Trump doubles down on NATO criticism

Printed from: https://newbostonpost.com/2016/03/30/trump-doubles-down-on-nato-criticism/

(CNSNews.com) – Reiterating his recent criticisms of NATO, Republican presidential frontrunner Donald Trump said Tuesday the transatlantic alliance was “obsolete,” does not deal with terrorism, gets too much U.S. funding, and should be “rejiggered.”

“Let me tell you, NATO is obsolete,” Trump said during the CNN Republican presidential town hall in Milwaukee, Wisc.

NATO “doesn’t cover terrorism, okay?” he said. “It covers the Soviet Union which is no longer in existence.”

“And NATO has to either be rejiggered, rechanged  – changed for the better.”

Trump said terrorism was “our single biggest threat right now.”

In order to revamp NATO, he said, “you’re going obviously to have to add different nations in, because you have nations that aren’t in NATO that are very much into the world of terror – both in terms of causing it and receiving it.”

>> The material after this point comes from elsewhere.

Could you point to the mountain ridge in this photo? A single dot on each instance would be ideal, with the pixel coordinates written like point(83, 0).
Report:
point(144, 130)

Trump was also critical of the amount of U.S. funding going to NATO.

“The other thing that’s bad about NATO, we’re paying too much,” he said. “We’re spending a tremendous – billions and billions of dollars on NATO.”

“You have countries in NATO that are getting a free ride and it’s unfair. It’s very unfair,” Trump continued. “The United States cannot afford to be the policeman of the world anymore, folks. We have to rebuild our own country. We have to stop with this stuff.”

Terrorism, WMD ‘likely to be the principal threats’

NATO was established in 1949 to deter Soviet expansionism and encourage European integration after World War II. The fall of the Soviet Union saw the alliance expand eastward – angering Moscow – as newly-liberated eastern and central European nations joined.

In the new century terrorism has become a bigger focus for NATO. Article five of the North Atlantic Treaty, under which an attack on any member is considered an attack on all, was invoked for the first time in the alliance’s history in response not to Russian aggression, but to the 9/11 terror attacks on the U.S.

Since then, NATO’s operations and programs have included the counter-terror mission in Afghanistan, patrols to deter maritime terrorist activity in the Mediterranean Sea (Operation Active Endeavor), and its Defense Against Terrorism program of work, which aims to prevent non-conventional attacks including suicide bombings and attacks on critical infrastructure.

At a summit in 2006, NATO leaders declared that “terrorism, increasingly global in scope and lethal in results, and the spread of weapons of mass destruction are likely to be the principal threats to the Alliance over the next 10 to 15 years.”

NATO’s 28 member-states provide common funding for the alliance’s civil budget (which covers headquarters’ running costs); military budget (the integrated command structure); and its Security Investment Program (military capabilities). The cost-sharing formula is based on members’ gross national income.

The U.S. contributes 22 percent of the total, according to Taxpayers for Common Sense. The next biggest contributors are Germany (14.6 percent), France (10.6 percent), Britain (9.8 percent) and Italy (8.4 percent). Thirteen members pay less than one percent each.

Member-states also provide national contributions for particular military operations.

In 2006, NATO member-states agreed to commit a minimum of two percent of Gross Domestic Product to defense spending – a guideline which, according to NATO, serves principally “as an indicator of a country’s political will to contribute to the Alliance’s common defense efforts.”

In 2015, only five of the 28 met that threshold – the United States, Britain, Poland, Greece and Estonia.